Bucky Dilts

No. 10
- Position: Punter

Personal information
- Born: December 6, 1953 (age 72) Corpus Christi, Texas
- Listed height: 5 ft 9 in (1.75 m)
- Listed weight: 185 lb (84 kg)

Career information
- High school: Dykes HS (Atlanta, Georgia)
- College: Georgia
- NFL draft: 1977: undrafted

Career history
- Denver Broncos (1977–1978); Baltimore Colts (1979);

Awards and highlights
- PFWA All-Rookie Team (1977);

Career NFL statistics
- Punts: 285
- Punting yards: 10,676
- Average punt: 37.5
- Longest punt: 73
- Stats at Pro Football Reference

= Bucky Dilts =

American football player (born 1953)

Douglas Riggs "Bucky" Dilts is a former punter for three years in the National Football League. He played in Super Bowl XII for the Denver Broncos.

==College career==
Dilts attended the University of Georgia where he was a member of Chi Phi fraternity. He was the left-footed punter for the Georgia Bulldogs from 1974 to 1976 and played for the legendary Vince Dooley.
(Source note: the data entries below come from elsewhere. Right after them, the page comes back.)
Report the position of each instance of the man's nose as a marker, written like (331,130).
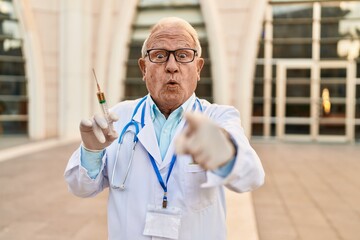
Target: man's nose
(172,65)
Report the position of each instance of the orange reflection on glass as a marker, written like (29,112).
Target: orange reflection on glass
(326,100)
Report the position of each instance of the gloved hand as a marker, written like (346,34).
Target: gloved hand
(208,144)
(95,133)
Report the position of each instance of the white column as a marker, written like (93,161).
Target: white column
(119,50)
(75,78)
(34,70)
(243,90)
(221,79)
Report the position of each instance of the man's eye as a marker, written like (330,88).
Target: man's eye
(160,56)
(182,55)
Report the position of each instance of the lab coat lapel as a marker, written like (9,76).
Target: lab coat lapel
(147,135)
He appeared in three bowl games, including the 1976 Cotton Bowl Classic and the 1977 Sugar Bowl and was a member of the 1976 SEC Championship Team.

==Professional career==
Dilts was signed as an undrafted free agent by the Denver Broncos in 1977. He played two years for the Broncos, including an appearance in Super Bowl XII against the Dallas Cowboys. In 1979, he played for the Baltimore Colts. The following year, after he did not receive any offers from any teams, he retired from football and went to work in sales and marketing in the Denver-Boulder area in Colorado.